The death of one soldier was a tragedy, because she could imagine the pain he felt at the very end: the hopes he had, the finest details like the way he put on his uniform, whether he had a family, whether he had kids whom he told he would see right after he came back from the war. His life was an entire world constructed around him, and the passing of that was a tragedy.
But she could not possibly multiply that by thousands. That kind of thinking did not compute. The scale was unimaginable. So she didn’t bother to try.
The part of her that was capable of considering that no longer worked.
Those weren’t lives.
They were numbers.
They were a necessary subtraction.
Hours later, it seemed, the pain slowly subsided. Rin drew breath in great, hoarse gasps. Air had never tasted so sweet.
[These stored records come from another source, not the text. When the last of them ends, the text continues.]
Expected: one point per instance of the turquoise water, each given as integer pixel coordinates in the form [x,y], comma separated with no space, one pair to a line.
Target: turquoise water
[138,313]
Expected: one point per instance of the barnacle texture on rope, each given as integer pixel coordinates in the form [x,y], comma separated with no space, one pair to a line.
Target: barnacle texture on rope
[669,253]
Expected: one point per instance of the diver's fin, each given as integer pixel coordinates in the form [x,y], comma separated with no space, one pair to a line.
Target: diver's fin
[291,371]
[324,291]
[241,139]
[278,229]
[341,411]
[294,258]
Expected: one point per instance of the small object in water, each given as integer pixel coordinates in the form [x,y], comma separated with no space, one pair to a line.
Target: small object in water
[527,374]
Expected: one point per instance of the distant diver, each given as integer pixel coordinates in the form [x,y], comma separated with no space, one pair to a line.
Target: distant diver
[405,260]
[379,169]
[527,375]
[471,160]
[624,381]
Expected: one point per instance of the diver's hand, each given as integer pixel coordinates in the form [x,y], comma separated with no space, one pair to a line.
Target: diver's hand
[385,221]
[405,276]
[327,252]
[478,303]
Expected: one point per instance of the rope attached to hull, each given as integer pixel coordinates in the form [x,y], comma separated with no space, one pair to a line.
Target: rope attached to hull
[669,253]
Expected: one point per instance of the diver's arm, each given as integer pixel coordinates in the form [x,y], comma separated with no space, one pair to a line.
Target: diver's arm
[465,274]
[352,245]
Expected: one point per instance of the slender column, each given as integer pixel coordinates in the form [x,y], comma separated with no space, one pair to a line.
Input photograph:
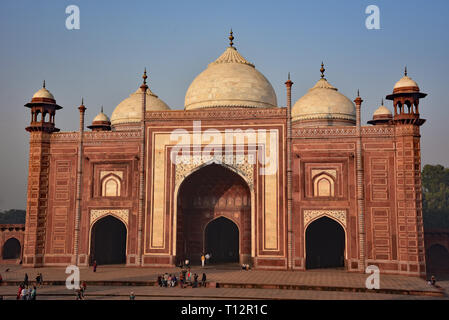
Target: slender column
[289,84]
[79,177]
[144,88]
[360,182]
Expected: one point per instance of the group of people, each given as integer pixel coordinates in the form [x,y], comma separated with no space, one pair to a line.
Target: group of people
[186,278]
[28,292]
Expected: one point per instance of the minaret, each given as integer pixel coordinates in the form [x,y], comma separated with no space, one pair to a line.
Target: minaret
[408,194]
[79,181]
[43,109]
[141,211]
[288,85]
[360,183]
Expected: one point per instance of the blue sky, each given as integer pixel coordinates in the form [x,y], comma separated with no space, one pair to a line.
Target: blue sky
[175,40]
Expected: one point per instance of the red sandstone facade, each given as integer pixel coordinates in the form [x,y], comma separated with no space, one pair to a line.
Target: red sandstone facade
[378,208]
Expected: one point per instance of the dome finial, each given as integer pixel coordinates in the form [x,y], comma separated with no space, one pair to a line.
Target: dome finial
[322,70]
[231,38]
[144,77]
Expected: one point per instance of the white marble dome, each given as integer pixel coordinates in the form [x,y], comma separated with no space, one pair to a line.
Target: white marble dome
[101,117]
[230,81]
[405,82]
[382,111]
[43,93]
[323,103]
[130,109]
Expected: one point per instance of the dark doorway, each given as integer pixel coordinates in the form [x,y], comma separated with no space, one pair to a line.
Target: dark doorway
[437,259]
[108,245]
[11,249]
[213,192]
[222,241]
[325,244]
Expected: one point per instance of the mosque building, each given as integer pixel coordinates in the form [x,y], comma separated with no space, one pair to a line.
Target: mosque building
[233,174]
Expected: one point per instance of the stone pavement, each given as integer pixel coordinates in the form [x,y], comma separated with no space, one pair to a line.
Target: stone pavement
[313,280]
[150,293]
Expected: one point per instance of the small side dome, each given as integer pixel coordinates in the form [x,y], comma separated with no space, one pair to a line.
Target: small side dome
[323,105]
[382,115]
[43,93]
[130,109]
[101,122]
[101,117]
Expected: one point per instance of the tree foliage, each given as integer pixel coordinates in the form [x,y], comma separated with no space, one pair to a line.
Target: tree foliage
[435,182]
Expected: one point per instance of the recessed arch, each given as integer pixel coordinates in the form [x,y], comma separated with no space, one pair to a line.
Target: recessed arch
[325,243]
[108,241]
[222,239]
[12,249]
[203,196]
[111,186]
[323,185]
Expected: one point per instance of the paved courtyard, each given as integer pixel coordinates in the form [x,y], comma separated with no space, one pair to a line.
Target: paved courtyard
[116,282]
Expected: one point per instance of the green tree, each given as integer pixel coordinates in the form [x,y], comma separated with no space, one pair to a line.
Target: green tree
[435,182]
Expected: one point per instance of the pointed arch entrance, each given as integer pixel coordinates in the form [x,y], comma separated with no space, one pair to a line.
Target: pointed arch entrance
[108,241]
[11,249]
[221,238]
[213,199]
[325,244]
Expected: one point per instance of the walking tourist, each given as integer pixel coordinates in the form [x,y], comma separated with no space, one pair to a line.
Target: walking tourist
[25,281]
[19,293]
[33,293]
[203,258]
[203,280]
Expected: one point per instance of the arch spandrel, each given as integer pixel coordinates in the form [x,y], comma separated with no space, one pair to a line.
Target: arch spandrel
[97,214]
[243,165]
[312,215]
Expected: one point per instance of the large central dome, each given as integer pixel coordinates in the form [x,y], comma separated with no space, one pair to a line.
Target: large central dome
[230,81]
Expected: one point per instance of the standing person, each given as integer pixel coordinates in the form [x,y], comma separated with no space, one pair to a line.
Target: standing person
[203,280]
[33,293]
[195,281]
[83,288]
[38,279]
[19,293]
[203,258]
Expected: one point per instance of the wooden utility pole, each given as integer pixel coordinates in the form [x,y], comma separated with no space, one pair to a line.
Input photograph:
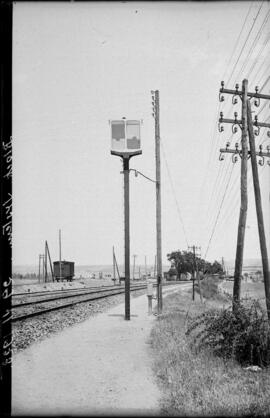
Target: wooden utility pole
[46,272]
[114,278]
[158,199]
[50,261]
[243,153]
[60,255]
[39,261]
[258,202]
[195,274]
[244,202]
[145,266]
[134,257]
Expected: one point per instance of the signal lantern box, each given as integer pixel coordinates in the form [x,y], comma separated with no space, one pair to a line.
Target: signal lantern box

She uncurled herself from the fetal position she’d withdrawn into and slowly pulled herself up, clutching at the carving for support.
She tried to stand. Her legs trembled. Flames erupted wherever her hands touched stone. She lit sparks every time she moved. Whatever gift the Phoenix had given her, she couldn’t control it, couldn’t contain it or use it in discrete bits. It was a flood of divine fire pouring straight from the heavens, and she barely functioned as the channel. She could hardly keep from dissolving into the flames herself.
The fire was everywhere: in her eyes, streaming from her nostrils and mouth. A burning sensation consumed her throat and she opened her mouth to scream. The fire burst out of her mouth, on and on, a blazing ball in the air before her.
Somehow she dragged herself out of the temple. Then she collapsed into the sand.